On June 16th, 1967, the band released a Syd Barrett composed single called "See Emily Play", which found moderate chart success in the U.K. The song became the center of some dissatisfaction among fans however, when Pink Floyd refused to perform it in concert.
Barrett's fading sanity, eroded by his passion for LSD, soon began to take its toll. His indulgence in hallucinogenic drugs exacerbated his problems and he often proved near-comatose on-stage and incoherent with interviewers. A third single, 'Apples And Oranges', enthralled but jarred in equal measures, while further recordings, 'Vegetable Man' and 'Scream Thy Last Scream' were deemed unsuitable for release. His colleagues, fearful for their friend and sensing a possible end to the band, brought Dave Gilmour into the line-up in February 1968. Plans for Barrett to maintain a backroom role, writing for the group but not touring, came to naught and his departure was announced the following April. He subsequently followed with a short-lived, solo career. Barrett severed all links with the music industry by 1974 and steadfastly resisted all attempts to entice him back. Widely believed to have suffered psychosis, excacerbated by prolific use of hallucinogenic drugs in the 1960s, he retreated to the cellar of his childhood home in Cambridge where he shunned all contact with the outside world.

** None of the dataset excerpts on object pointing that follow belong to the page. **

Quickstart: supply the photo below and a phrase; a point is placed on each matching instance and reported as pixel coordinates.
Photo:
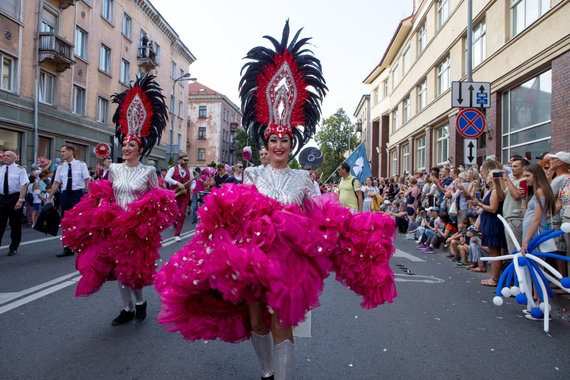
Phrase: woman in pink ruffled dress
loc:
(262, 249)
(115, 229)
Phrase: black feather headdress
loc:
(281, 90)
(141, 113)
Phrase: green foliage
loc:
(332, 139)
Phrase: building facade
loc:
(85, 51)
(213, 121)
(522, 47)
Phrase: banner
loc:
(359, 166)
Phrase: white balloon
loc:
(498, 300)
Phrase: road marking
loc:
(34, 241)
(12, 300)
(406, 255)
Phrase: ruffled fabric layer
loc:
(112, 243)
(249, 247)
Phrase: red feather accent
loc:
(136, 113)
(280, 95)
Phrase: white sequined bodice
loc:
(287, 185)
(131, 183)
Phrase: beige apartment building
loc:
(213, 120)
(522, 47)
(86, 51)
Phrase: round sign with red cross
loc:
(470, 123)
(102, 150)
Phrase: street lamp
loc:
(184, 77)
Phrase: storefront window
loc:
(527, 116)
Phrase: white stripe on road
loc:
(10, 301)
(406, 255)
(34, 241)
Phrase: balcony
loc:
(146, 58)
(55, 49)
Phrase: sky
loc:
(349, 37)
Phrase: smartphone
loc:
(523, 185)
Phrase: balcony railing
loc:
(147, 58)
(56, 49)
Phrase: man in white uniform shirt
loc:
(13, 186)
(74, 177)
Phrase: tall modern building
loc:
(522, 47)
(62, 60)
(213, 120)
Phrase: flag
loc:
(359, 166)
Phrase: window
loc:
(47, 85)
(10, 8)
(443, 76)
(406, 59)
(395, 117)
(125, 71)
(395, 75)
(107, 10)
(78, 100)
(406, 158)
(479, 43)
(525, 12)
(81, 46)
(406, 109)
(442, 12)
(105, 59)
(127, 26)
(422, 95)
(527, 117)
(181, 109)
(422, 38)
(202, 111)
(201, 154)
(201, 133)
(441, 148)
(7, 67)
(102, 110)
(421, 153)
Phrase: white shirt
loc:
(17, 178)
(79, 173)
(168, 179)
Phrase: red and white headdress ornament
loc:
(141, 114)
(281, 90)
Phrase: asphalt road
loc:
(442, 325)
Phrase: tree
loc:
(332, 139)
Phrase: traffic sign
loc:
(470, 123)
(471, 94)
(102, 150)
(469, 151)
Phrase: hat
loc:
(562, 156)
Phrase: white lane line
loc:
(406, 255)
(7, 299)
(34, 241)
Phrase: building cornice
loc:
(164, 27)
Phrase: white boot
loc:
(283, 360)
(263, 346)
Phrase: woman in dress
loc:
(263, 248)
(121, 236)
(370, 192)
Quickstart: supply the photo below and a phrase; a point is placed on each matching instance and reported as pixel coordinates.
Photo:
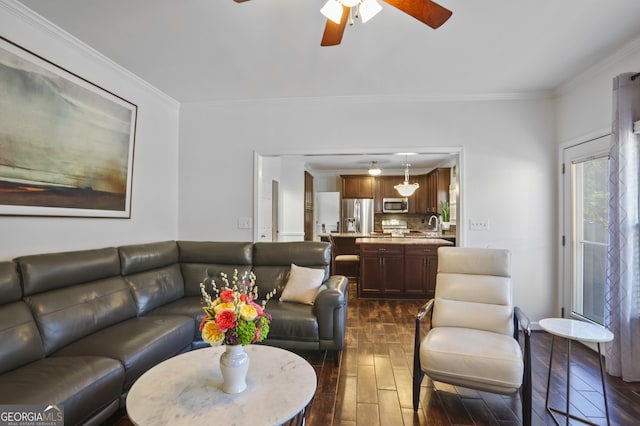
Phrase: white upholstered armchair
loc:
(473, 338)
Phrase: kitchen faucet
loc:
(437, 222)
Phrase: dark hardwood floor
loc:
(372, 384)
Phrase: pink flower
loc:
(225, 320)
(203, 322)
(257, 307)
(226, 296)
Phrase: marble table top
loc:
(186, 390)
(576, 330)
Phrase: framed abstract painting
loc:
(66, 144)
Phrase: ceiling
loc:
(220, 50)
(390, 163)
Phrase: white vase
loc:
(234, 363)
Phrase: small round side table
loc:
(570, 330)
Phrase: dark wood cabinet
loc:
(357, 186)
(381, 270)
(398, 270)
(420, 269)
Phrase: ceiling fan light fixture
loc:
(349, 3)
(332, 10)
(406, 189)
(374, 170)
(368, 9)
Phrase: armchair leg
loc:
(417, 380)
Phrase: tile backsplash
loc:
(417, 222)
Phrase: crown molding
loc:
(628, 49)
(32, 19)
(409, 98)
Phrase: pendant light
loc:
(374, 170)
(406, 189)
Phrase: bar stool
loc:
(344, 258)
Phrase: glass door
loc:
(586, 195)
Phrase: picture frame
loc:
(66, 144)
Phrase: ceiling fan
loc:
(425, 11)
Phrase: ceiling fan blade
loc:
(425, 11)
(333, 32)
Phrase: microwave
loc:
(395, 205)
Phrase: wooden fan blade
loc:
(333, 32)
(425, 11)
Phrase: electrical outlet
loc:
(244, 223)
(479, 224)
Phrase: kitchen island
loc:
(398, 267)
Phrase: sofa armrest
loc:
(330, 308)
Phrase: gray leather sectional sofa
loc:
(78, 328)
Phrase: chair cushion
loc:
(472, 358)
(303, 285)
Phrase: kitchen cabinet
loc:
(381, 270)
(420, 269)
(357, 186)
(384, 188)
(400, 270)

Now without their principle songwriter, the re-aligned Pink Floyd completed their second album, "Saucerful Of Secrets". It featured one Barrett original, the harrowing 'Jugband Blues', as well as two songs destined to become an integral part of their live concerts, the title track itself and 'Set The Controls For The Heart Of The Sun'. Although the album sold well, both singles flopped.
Each successive album, supported by regular concert tours built Pink Floyd's stature and broadened their epic ambition. The release of "Dark Side of the Moon" in 1973 was a thunderclap across all of pop music. A tour-de-force of production, arrangement, song-writing and timing, Dark Side rose to #1 on the Billboard chart and stayed there for the next 12 years, carving Pink Floyd a legend that remains untouched to date and will likely remain indefinitely.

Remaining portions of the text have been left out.